El reconocido director francés Omar Dawson ha logrado captar la atención internacional con un cortometraje creado con ayuda de la inteligencia artificial, que ha sido celebrado desde Estados Unidos hasta Corea del Sur.
Dawson, al igual que muchos otros creadores sin grandes presupuestos ni contactos, considera que la IA representa una puerta de entrada a una industria del cine que históricamente ha sido difícil de penetrar. Esta herramienta, que despierta tanto entusiasmo como temor, es uno de los temas centrales en la actual edición del Festival de Cannes.
Demi Moore, estrella de Hollywood y miembro del jurado del festival, afirmó con contundencia: “Luchar contra ello es librar una batalla perdida”. La actriz prefiere apostar por trabajar junto a la IA, a la que considera plenamente compatible con el proceso creativo.
Esta postura suele encontrar eco en los profesionales de mercados emergentes como India, América Latina y África, donde los recursos económicos son más limitados en comparación con Europa o Estados Unidos.

Uno de los defensores más activos de la inteligencia artificial es Kishore Lulla, un peso pesado del cine indio que ha orientado su carrera hacia este campo a través de su empresa Eros Innovation. “En vez de tenerle miedo a la IA y pensar: ‘Voy a perder mi trabajo’, hay que adoptarla”, declaró el magnate al margen del certamen.
Lulla reconoce que Bollywood no puede competir con gigantes como George Lucas o Marvel Studios debido a los limitados presupuestos: “No dispongo de ese tipo de presupuesto, 50 millones de dólares o más”. Es precisamente en ese nicho donde la start-up francesa Inevitable busca abrirse camino.
Esta compañía combina un estudio de animación con inteligencia artificial para, según aseguran, “realizar una película con la calidad de una superproducción en cuatro meses por 250.000 euros” (aproximadamente 290.000 dólares). Su director, Jean Mach, sostiene que “se respeta toda la cadena de derechos”, desde el guión hasta la música, mientras que los actores graban mediante captura de movimiento sobre un fondo verde y la IA genera el entorno.

Mach añadió: “Los creadores africanos y sudamericanos con los que nos hemos reunido en Cannes están muy contentos. Por fin pueden concretar proyectos que a veces llevan más de 10 años guardados en un cajón por falta de medios”. Como contraprestación, Inevitable obtiene hasta el 5% de los ingresos brutos de cada película.
La contraparte: temor al plagio y pérdida de empleos
No obstante, esta visión optimista no es compartida por todos. Los profesionales de los oficios técnicos expresan su preocupación ante la posible desaparición de numerosos puestos de trabajo en los sets de rodaje, como directores de fotografía, decoradores, maquilladores y utileros.
Los sindicatos también alzan la voz contra las condiciones en las que se entrenan los modelos de IA, que sospechan se basan en obras existentes sin la debida autorización de sus autores. Joachim Salinger, representante del sindicato francés de artistas intérpretes (SFA-CGT), denunció: “La creación de películas con la IA se basa en el plagio”. El actor explicó que “el hecho de generar un decorado concreto es posible precisamente porque la IA ha sido entrenada sin respetar los derechos de propiedad intelectual”.

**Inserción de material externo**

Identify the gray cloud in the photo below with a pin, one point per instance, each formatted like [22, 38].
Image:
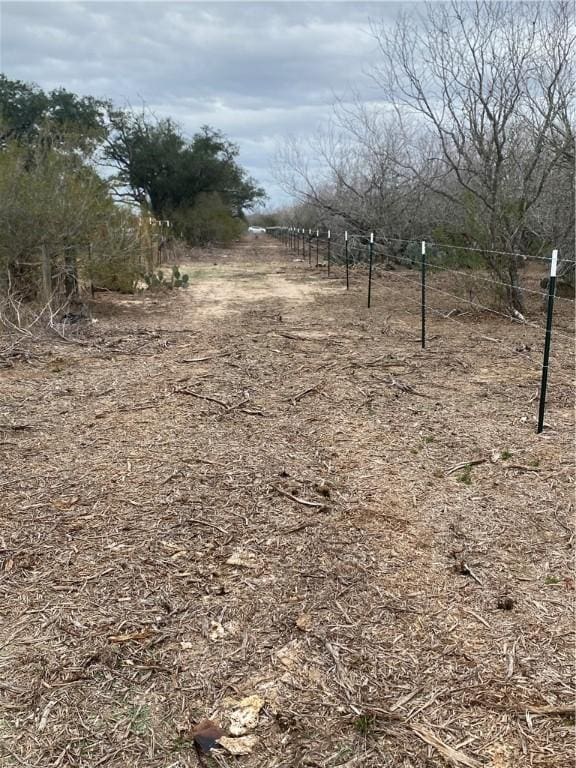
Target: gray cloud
[256, 70]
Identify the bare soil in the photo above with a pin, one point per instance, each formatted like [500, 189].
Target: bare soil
[257, 487]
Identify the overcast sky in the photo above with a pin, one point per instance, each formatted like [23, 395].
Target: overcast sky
[259, 71]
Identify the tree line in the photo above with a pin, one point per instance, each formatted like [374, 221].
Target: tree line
[469, 139]
[81, 181]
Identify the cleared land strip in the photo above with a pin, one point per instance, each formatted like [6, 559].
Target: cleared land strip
[284, 499]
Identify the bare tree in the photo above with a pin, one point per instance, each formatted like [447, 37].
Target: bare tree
[491, 84]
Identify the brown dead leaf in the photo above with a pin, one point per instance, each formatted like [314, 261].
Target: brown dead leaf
[304, 622]
[140, 635]
[242, 745]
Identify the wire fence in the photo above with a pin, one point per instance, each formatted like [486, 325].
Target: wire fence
[405, 267]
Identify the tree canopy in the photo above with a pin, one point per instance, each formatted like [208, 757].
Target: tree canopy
[156, 166]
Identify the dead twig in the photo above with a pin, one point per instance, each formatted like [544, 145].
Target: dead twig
[463, 464]
[305, 502]
[451, 754]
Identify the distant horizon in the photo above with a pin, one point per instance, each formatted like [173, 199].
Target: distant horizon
[260, 75]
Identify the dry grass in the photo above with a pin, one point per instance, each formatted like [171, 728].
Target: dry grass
[158, 559]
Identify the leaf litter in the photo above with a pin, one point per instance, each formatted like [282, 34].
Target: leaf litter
[165, 558]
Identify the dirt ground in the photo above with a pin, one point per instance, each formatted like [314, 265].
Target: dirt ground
[257, 498]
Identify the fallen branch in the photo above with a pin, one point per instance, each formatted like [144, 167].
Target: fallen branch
[206, 523]
[451, 754]
[470, 463]
[548, 709]
[184, 391]
[297, 499]
[304, 392]
[203, 359]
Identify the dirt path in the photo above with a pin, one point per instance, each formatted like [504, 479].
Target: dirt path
[252, 489]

Frente a esta ola de críticas, grandes plataformas como Netflix, Amazon y Disney han accedido a “entablar conversaciones”, según indicó el sindicalista. Estas inquietudes también han movilizado a las autoridades francesas.

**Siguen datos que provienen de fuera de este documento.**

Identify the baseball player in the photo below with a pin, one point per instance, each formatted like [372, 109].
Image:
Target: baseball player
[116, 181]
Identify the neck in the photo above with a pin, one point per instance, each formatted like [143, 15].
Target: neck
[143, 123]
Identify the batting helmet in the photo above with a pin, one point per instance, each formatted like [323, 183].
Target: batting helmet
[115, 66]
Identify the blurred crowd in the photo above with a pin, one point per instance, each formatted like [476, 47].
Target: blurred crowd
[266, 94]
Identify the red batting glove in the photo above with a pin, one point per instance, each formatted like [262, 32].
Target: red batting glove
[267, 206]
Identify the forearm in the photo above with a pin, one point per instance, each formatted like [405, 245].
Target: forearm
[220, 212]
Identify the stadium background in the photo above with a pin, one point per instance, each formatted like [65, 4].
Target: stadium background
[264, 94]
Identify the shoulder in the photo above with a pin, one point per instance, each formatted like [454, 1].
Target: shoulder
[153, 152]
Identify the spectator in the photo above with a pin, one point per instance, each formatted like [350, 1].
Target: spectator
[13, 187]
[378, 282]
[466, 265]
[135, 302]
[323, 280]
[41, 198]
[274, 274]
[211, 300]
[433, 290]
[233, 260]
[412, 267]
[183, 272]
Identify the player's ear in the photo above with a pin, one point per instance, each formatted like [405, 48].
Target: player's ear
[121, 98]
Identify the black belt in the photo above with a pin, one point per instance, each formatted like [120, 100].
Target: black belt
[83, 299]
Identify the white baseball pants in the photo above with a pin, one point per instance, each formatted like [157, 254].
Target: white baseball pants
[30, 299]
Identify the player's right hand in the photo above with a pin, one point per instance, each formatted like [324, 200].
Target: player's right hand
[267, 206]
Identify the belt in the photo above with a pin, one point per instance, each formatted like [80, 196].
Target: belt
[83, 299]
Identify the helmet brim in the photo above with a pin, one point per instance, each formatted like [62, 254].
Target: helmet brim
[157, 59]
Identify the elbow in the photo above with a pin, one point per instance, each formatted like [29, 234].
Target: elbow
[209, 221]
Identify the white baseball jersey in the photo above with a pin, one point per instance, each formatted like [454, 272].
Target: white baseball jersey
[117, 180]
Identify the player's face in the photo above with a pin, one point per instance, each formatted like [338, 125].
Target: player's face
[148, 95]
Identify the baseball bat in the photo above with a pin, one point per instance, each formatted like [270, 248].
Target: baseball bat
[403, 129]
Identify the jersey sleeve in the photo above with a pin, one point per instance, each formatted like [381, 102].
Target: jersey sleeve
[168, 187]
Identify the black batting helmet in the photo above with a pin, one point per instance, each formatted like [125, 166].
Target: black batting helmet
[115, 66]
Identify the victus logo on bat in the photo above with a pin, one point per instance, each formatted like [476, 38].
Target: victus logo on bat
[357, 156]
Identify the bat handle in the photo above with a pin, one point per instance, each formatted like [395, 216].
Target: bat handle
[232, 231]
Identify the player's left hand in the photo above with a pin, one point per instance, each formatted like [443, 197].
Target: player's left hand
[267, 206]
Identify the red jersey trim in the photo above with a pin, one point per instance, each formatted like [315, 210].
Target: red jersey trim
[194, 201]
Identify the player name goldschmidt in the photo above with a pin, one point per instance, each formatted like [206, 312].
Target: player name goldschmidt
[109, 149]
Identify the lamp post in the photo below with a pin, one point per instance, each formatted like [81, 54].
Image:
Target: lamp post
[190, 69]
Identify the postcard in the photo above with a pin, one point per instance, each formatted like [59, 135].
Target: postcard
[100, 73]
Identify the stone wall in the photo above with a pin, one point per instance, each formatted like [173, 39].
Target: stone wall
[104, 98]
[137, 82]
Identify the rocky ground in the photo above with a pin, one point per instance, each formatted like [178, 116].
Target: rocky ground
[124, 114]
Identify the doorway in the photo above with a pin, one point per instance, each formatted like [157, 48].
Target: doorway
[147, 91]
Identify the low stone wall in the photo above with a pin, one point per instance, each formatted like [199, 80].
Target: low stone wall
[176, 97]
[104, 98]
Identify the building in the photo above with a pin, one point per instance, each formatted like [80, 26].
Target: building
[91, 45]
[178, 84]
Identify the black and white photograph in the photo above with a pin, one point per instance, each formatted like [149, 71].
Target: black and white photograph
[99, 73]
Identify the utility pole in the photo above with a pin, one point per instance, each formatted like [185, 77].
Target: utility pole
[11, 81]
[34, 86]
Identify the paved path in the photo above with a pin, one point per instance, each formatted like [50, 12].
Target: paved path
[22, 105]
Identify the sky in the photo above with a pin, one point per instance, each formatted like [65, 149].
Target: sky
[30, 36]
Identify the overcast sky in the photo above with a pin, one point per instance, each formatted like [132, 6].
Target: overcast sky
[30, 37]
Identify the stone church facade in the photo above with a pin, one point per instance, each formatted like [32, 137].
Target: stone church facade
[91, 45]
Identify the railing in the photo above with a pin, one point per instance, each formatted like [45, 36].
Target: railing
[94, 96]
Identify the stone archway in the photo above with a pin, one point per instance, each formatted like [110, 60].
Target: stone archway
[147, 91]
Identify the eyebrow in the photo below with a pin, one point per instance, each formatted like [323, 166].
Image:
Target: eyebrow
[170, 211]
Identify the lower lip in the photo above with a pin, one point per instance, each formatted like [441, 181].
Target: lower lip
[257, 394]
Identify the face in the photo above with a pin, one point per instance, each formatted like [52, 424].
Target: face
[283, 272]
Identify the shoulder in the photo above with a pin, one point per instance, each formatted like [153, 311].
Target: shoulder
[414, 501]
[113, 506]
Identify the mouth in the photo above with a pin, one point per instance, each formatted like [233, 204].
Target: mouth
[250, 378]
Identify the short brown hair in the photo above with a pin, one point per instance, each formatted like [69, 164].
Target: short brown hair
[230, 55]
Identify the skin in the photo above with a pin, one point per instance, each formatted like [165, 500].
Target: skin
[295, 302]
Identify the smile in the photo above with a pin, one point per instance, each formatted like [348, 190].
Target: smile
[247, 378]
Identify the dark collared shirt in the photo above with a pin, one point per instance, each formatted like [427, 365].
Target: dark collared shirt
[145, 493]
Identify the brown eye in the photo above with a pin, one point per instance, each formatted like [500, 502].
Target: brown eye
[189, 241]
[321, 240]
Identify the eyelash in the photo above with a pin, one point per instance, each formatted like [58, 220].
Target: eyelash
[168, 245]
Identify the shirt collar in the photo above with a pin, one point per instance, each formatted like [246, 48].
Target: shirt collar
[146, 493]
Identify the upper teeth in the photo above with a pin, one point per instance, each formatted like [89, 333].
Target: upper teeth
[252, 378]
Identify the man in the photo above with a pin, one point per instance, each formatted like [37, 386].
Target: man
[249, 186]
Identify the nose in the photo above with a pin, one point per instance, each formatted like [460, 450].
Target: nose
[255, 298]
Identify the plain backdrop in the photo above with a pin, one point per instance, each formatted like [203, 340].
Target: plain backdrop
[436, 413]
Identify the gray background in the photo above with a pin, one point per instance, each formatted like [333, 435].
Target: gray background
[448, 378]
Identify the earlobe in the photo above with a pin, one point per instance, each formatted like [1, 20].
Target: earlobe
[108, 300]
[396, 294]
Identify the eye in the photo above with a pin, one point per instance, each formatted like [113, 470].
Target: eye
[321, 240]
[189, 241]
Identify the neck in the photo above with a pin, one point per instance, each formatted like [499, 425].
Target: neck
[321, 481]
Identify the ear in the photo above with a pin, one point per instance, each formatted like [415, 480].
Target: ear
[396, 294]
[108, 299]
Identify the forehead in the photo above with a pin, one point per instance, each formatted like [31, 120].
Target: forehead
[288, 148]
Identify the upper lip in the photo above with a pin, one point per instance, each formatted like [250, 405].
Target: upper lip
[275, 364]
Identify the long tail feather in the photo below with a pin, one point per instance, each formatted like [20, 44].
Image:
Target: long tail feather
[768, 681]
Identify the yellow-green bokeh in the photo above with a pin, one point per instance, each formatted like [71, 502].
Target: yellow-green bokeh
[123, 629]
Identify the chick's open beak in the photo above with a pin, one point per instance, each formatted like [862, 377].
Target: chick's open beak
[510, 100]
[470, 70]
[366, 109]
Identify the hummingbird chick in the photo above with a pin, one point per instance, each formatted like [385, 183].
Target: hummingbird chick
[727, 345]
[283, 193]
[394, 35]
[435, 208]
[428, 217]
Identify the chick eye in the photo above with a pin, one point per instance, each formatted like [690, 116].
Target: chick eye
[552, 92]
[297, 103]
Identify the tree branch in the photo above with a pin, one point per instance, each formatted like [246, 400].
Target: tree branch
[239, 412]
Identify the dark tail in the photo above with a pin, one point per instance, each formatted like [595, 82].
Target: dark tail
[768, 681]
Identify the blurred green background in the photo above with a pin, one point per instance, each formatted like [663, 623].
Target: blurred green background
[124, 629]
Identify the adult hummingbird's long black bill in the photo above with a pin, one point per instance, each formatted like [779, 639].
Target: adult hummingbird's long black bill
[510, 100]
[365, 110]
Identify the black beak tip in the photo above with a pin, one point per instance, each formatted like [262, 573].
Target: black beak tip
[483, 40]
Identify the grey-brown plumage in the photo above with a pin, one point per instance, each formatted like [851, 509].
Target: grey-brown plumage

Durante su visita a Cannes, la ministra de Cultura, Catherine Pégard, anunció que el Centro Nacional del Cine y de la Imagen Animada (CNC), entidad clave en la financiación del séptimo arte, no respaldará “obras en las que la IA sustituya al creador, en lugar de proporcionarle herramientas adicionales”.

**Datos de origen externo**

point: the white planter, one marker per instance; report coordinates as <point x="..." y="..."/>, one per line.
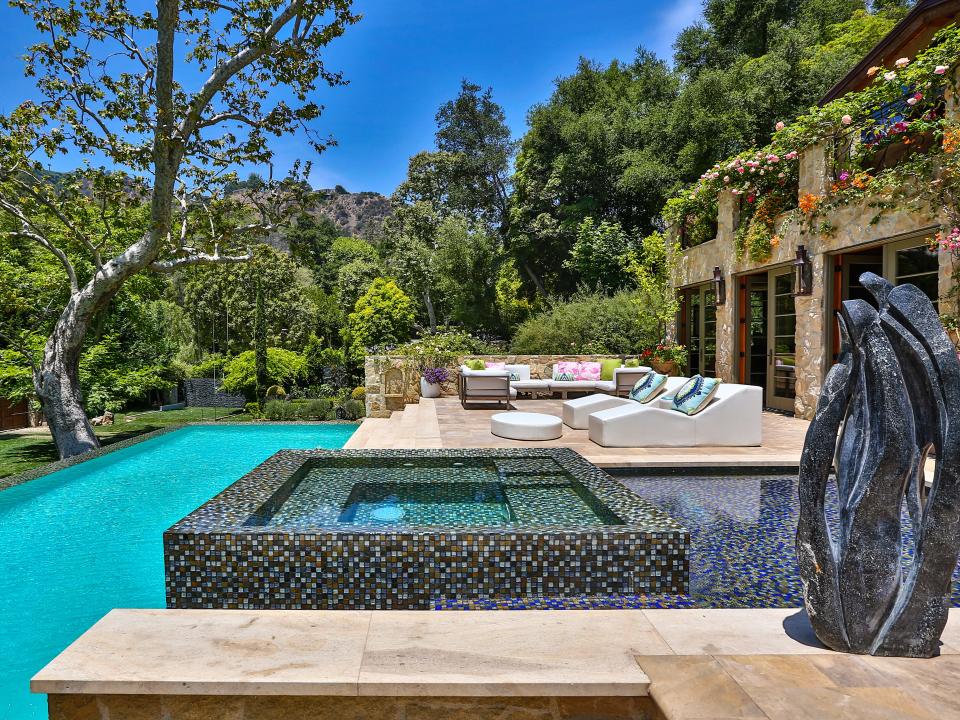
<point x="429" y="389"/>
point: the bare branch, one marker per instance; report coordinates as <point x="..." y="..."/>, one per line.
<point x="164" y="266"/>
<point x="227" y="70"/>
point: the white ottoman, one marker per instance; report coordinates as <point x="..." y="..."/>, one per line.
<point x="576" y="413"/>
<point x="526" y="426"/>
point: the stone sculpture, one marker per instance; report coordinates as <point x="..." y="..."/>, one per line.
<point x="892" y="400"/>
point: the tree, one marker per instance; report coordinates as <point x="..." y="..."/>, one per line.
<point x="310" y="239"/>
<point x="115" y="90"/>
<point x="599" y="255"/>
<point x="383" y="316"/>
<point x="260" y="349"/>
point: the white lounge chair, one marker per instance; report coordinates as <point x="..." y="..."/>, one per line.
<point x="576" y="413"/>
<point x="733" y="418"/>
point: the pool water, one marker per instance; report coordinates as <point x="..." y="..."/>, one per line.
<point x="742" y="545"/>
<point x="84" y="540"/>
<point x="433" y="492"/>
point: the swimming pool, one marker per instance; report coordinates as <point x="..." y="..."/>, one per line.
<point x="83" y="540"/>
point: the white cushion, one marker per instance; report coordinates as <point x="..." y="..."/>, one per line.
<point x="526" y="426"/>
<point x="531" y="384"/>
<point x="522" y="372"/>
<point x="573" y="384"/>
<point x="576" y="413"/>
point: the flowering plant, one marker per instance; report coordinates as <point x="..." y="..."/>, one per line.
<point x="436" y="376"/>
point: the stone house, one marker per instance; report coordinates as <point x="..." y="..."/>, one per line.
<point x="773" y="323"/>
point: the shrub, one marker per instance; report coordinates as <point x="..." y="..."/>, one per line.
<point x="593" y="324"/>
<point x="316" y="409"/>
<point x="383" y="315"/>
<point x="208" y="366"/>
<point x="440" y="349"/>
<point x="284" y="367"/>
<point x="354" y="409"/>
<point x="279" y="410"/>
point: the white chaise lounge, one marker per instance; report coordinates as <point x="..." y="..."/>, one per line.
<point x="576" y="413"/>
<point x="733" y="418"/>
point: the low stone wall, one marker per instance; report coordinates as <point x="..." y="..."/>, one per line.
<point x="203" y="392"/>
<point x="390" y="384"/>
<point x="273" y="707"/>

A pesar de las resistencias, en la práctica los jóvenes directores ya ven en la IA una vía inédita para acceder a una industria que durante mucho tiempo ha permanecido cerrada. Omar Dawson, originario de Grigny —una localidad a unos 20 km al sur de París—, se encuentra promocionando su trabajo en Cannes. Director, actor y jefe de proyecto, creó su cortometraje con ayuda de la IA y lo envió a varios festivales internacionales. La obra fue finalmente seleccionada para el Festival de Cine de Newport Beach, en California, así como para otro certamen en Corea del Sur.
Dawson reflexiona: “Esta herramienta permitirá equilibrar un poco las oportunidades” en el cerrado mundo del cine. “Hay jóvenes con un talento enorme pero no entran en las escuelas de cine, los financiadores no les dan una oportunidad, cuando tienen historias extraordinarias que contar”, expresó. Y concluyó: “Hoy en día, los grandes estudios ya utilizan la IA. ¿Por qué no iban a tener derecho a ella las personas con menos recursos? La IA nos permite contar nuestras historias. Porque, en el fondo, el cine consiste en contar historias”.